Things may be changing. The German chancellor, Angela Merkel, abandoned her usual restraint last week by criticising Poland's governing Law and Justice, or PiS, party. On Tuesday, one day after the Polish government dismissed the EU inquiry into its judicial changes as groundless, the chancellor said she took the commission's worries very seriously.
However much I want to have very good relations with Poland . . . we cannot simply hold our tongues and not say anything for the sake of peace and quiet
“This is a serious issue, because the requirements for co-operation within the European Union are the principles of the rule of law,” Merkel said in Berlin. “However much I want to have very good relations with Poland . . . we cannot simply hold our tongues and not say anything for the sake of peace and quiet.”
At stake is not simply a moral or normative argument about the merits of democratic norms, Grabbe and Lehne argue, but the effective functioning of cross-EU legal systems based on mutual trust and respect. German companies complain, for example, that they don’t get a fair hearing in the Hungarian courts and worry the same could happen in Poland.
“Deep integration requires deep trust,” the article argues. “EU members recognise the decisions of each other’s courts and rely on each other’s regulatory institutions to implement product and environmental standards.”
Similarly, the mutual enforcement of arrest warrants is likely to break down if prosecution systems are seen to have become politicised.
And in Hungary and Poland the problem is not just about damage to the rule of law but also about open defiance of legally binding decisions by the European Council or the European Court of Justice.

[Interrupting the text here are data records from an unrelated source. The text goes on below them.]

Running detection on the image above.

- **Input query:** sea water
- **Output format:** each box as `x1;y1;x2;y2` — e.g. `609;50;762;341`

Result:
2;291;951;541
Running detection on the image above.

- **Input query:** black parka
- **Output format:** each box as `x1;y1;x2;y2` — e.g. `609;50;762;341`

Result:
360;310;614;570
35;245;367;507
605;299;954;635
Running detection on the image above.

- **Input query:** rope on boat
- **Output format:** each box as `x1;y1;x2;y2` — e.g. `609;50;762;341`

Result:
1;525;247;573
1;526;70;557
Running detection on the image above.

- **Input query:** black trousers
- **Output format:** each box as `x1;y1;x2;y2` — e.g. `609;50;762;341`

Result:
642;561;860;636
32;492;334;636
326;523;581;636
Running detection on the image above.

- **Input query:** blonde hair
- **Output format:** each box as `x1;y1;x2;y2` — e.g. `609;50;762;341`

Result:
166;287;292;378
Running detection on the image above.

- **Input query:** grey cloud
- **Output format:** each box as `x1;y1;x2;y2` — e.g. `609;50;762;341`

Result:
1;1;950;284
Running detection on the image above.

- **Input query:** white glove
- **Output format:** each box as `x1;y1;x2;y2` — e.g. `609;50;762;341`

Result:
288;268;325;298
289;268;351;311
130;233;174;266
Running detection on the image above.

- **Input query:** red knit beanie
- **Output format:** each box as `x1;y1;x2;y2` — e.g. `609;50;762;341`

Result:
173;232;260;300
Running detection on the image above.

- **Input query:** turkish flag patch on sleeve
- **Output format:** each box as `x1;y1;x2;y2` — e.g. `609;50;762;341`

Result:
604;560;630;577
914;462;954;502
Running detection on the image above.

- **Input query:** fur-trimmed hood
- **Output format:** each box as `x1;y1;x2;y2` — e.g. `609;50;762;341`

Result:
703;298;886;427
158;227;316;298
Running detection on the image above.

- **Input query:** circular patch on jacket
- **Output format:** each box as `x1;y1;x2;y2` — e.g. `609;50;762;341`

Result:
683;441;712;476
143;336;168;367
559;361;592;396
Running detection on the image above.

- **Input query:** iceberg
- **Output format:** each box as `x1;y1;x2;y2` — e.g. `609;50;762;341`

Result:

Part of the problem in getting compliance with EU standards lies in the inevitable reluctance of heads of government to criticise fellow leaders – some day, they reckon, it will come back at them. Not surprisingly, they made treaty provisions for controlling errant member states almost impossible to apply. Article 7 of the current treaty provides for the removal of the voting rights of states in persistent serious breach of EU standards, but it can be applied only by the unanimous vote of the other states.
Hungary and Poland together can block any move against the other.
For now pressure can best be applied through court orders and political pressure from fellow leaders. Germany and other countries are also considering, however, whether to propose new conditions that would tie access to EU funds to a country's performance on governance and the rule of law, and willingness to implement practical solidarity measures like accepting refugees.